Ben Reimer : Oh, c’est une question gigantesque ! Cela dépend si tu es un érudit, un professeur ou un instrumentiste. Mais je dirais qu’il est certain que le paysage est différent de celui d’il y a 20 ou 50 ans. Je rencontre des étudiants qui ont une étonnante méconnaissance des figures historiques de l’instrument, et de la musique rock ! Ceci étant dit, ils sont curieux, et une fois dans le jeu, ils m’arrivent avec des questions sur Keith Moon et ainsi de suite, alors nous parlons et discutons et ils en redemandent. Et, autant l’internet peut être une plaie, autant il peut être un moyen d’écouter et de découvrir des tas et des tas de choses auxquelles nous n’avions pas accès il y a des décennies.

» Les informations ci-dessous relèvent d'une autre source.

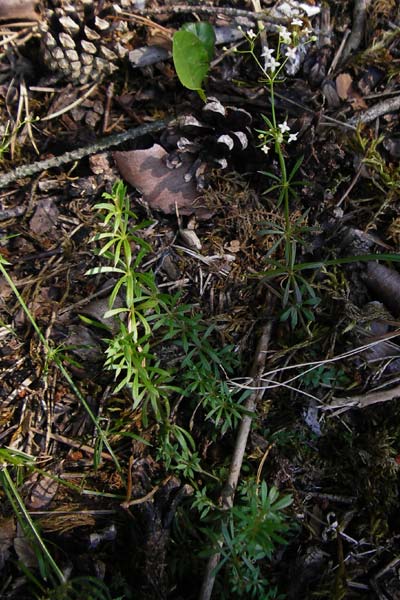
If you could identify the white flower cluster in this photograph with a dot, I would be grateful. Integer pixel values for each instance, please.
(277, 136)
(271, 63)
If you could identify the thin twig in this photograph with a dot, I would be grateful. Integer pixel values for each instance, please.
(228, 493)
(212, 10)
(343, 404)
(72, 105)
(357, 32)
(382, 108)
(68, 157)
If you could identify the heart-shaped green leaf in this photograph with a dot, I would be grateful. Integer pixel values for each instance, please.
(190, 59)
(206, 34)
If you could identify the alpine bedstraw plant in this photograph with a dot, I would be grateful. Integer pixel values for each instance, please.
(148, 320)
(297, 294)
(134, 301)
(250, 533)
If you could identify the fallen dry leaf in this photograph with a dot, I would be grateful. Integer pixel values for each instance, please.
(44, 219)
(162, 188)
(384, 282)
(344, 82)
(42, 492)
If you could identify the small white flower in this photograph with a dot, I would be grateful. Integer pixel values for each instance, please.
(298, 22)
(283, 127)
(267, 52)
(272, 64)
(291, 53)
(285, 35)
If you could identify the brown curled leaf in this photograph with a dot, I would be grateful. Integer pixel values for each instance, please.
(385, 284)
(163, 189)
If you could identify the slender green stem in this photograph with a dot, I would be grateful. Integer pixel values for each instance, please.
(20, 509)
(59, 364)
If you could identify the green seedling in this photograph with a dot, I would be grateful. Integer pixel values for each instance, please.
(192, 52)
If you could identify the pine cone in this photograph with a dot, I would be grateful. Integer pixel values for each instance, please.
(76, 40)
(217, 140)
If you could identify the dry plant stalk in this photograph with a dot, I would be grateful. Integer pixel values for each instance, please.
(228, 492)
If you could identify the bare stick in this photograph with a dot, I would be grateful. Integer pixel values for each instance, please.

Il faut donc tempérer un peu l’idée du manque de connaissances.

Ceci étant dit, il y a une nouvelle génération de batteurs qui arrive avec des références académiques et savantes. Ils sont issus de programmes universitaires, comme McGill pour le jazz, et ils sont très bien formés et avides d’originalité. J’aimerais voir plus de programmes classiques donner aussi de la place à la connaissance de la batterie, et aux possibilités de cet instrument dans un contexte avant-gardiste. Mais les choses évoluent. J’ai donné des conférences sur l’histoire de la batterie à des étudiants en percussion classique.. 

Pan M 360 : Dirais-tu que les frontières entre la musique « pop » et la musique « classique » s’estompent ?

Ben Reimer : Je pense que nous y arrivons ! Tu sais, avec le travail de pionnier effectué ces quelque 25 dernières années par des ensembles comme Bang on a Can, Alarm Will Sound, ou ici même par Architek, les mentalités vont dans la bonne direction, je dirais. Mais il y a encore une certaine séparation. 

Pan M 360 : Quels sont les artistes qui t’éblouissent en ce moment ?

Ben Reimer : Oh, beaucoup, beaucoup ! Tous ceux d’Undrum, bien sûr, mais aussi certains batteurs de métal récents. Il y a des musiciens incroyables. Je m’inspire d’eux, je m’entraîne et Nicole Lizée est même en train de m’écrire de la musique basée sur ça

Pan M 360 : Qu’est-ce que la batterie apporte à la création musicale que les autres instruments de percussion n’apportent pas ?

Ben Reimer : Techniquement, il y a la possibilité d’avoir quatre choses qui se produisent en même temps, ce qui crée une matrice sonore multi-dimensionnelle qui est au cœur de ce qui fait la performance d’une batterie. Et aussi, ce que j’adore, c’est le fait qu’on a tous ces grands solistes qui créent leur propre univers sonore, mais qui sont tous liés à l’histoire et à la connaissance de cet instrument maintenant centenaire. Tout est lié à la politique et au tissu social des 100 dernières années ! C’est fascinant. Et le meilleur, à mon avis : on peut créer de superbes grooves avec la batterie ! C’est la beauté de cet instrument : en jouer donne envie aux gens de se lever et de danser !

Pan M 360 : Merci Ben, et bon succès pour la série !

Ben Reimer : Merci à toi pour l’entrevue!